In European folklore, mainly derived from Biblical or Classical references, unicorns are described as wild and fierce animals that can only be tamed by maidens free from sin. It was with this vulnerability to virgins in particular that hunters were said to trap the beasts, using the women to lure them into a serene state. Unicorns’ presence in religious tales also saw them become a popular symbol of grace and purity, or of chaste love and marriage, promoting their inclusion in countless artworks depicting such themes. Despite being a fabled animal, unicorns still appear on the Royal Arms of both Scotland and the United Kingdom, embodying the historical pride and ferocity of the Scots.
Pegasus is one of the most recognisable creatures not only in Greek mythology, but global mythology as a whole. This divine winged stallion was a lord among horses, described as handsome with hair of purest white. He dwelled in the stables of Mount Olympus – home of the gods – and was charged with carrying Zeus’ thunderbolts among other important roles. Affiliated with water, Pegasus was also said to create beautiful springs wherever his hooves struck the earth, allowing men to drink at these sacred sites.

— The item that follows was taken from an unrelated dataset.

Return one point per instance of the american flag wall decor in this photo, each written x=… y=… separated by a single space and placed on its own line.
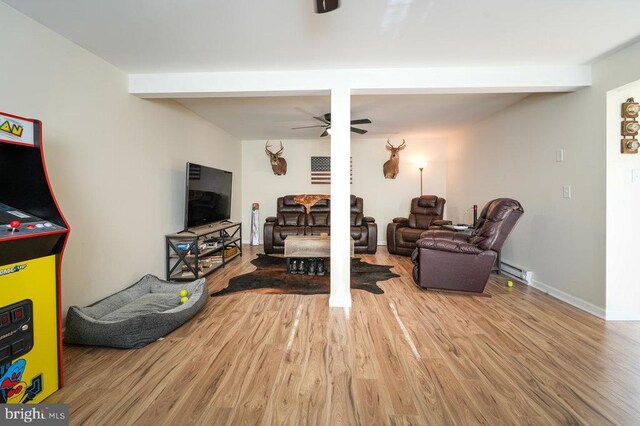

Pegasus was born when the hero Perseus cut off the head of the Gorgon Medusa, and her blood mixed with sea foam (representing the seed of Poseidon, himself recognised as the god of horses). Some versions of the tale have Pegasus then flying Perseus back to save Andromeda from a sea monster, while others say the stallion ascended straight to Mount Olympus to be welcomed by the gods. In later myths, Pegasus was captured and tamed by the hero Bellerophon, and together they had many adventures, none better attested than their defeat of the fierce Chimera. However, when Bellerophon tried to ride him to Olympus – which was forbidden by mortals – he fell from his mount’s back to his death. Zeus afterwards bestowed upon Pegasus the greatest honour of all: he became a constellation in the night sky. Today, while the name relates to a single horse in the myths, all winged steeds are known as a pegasus.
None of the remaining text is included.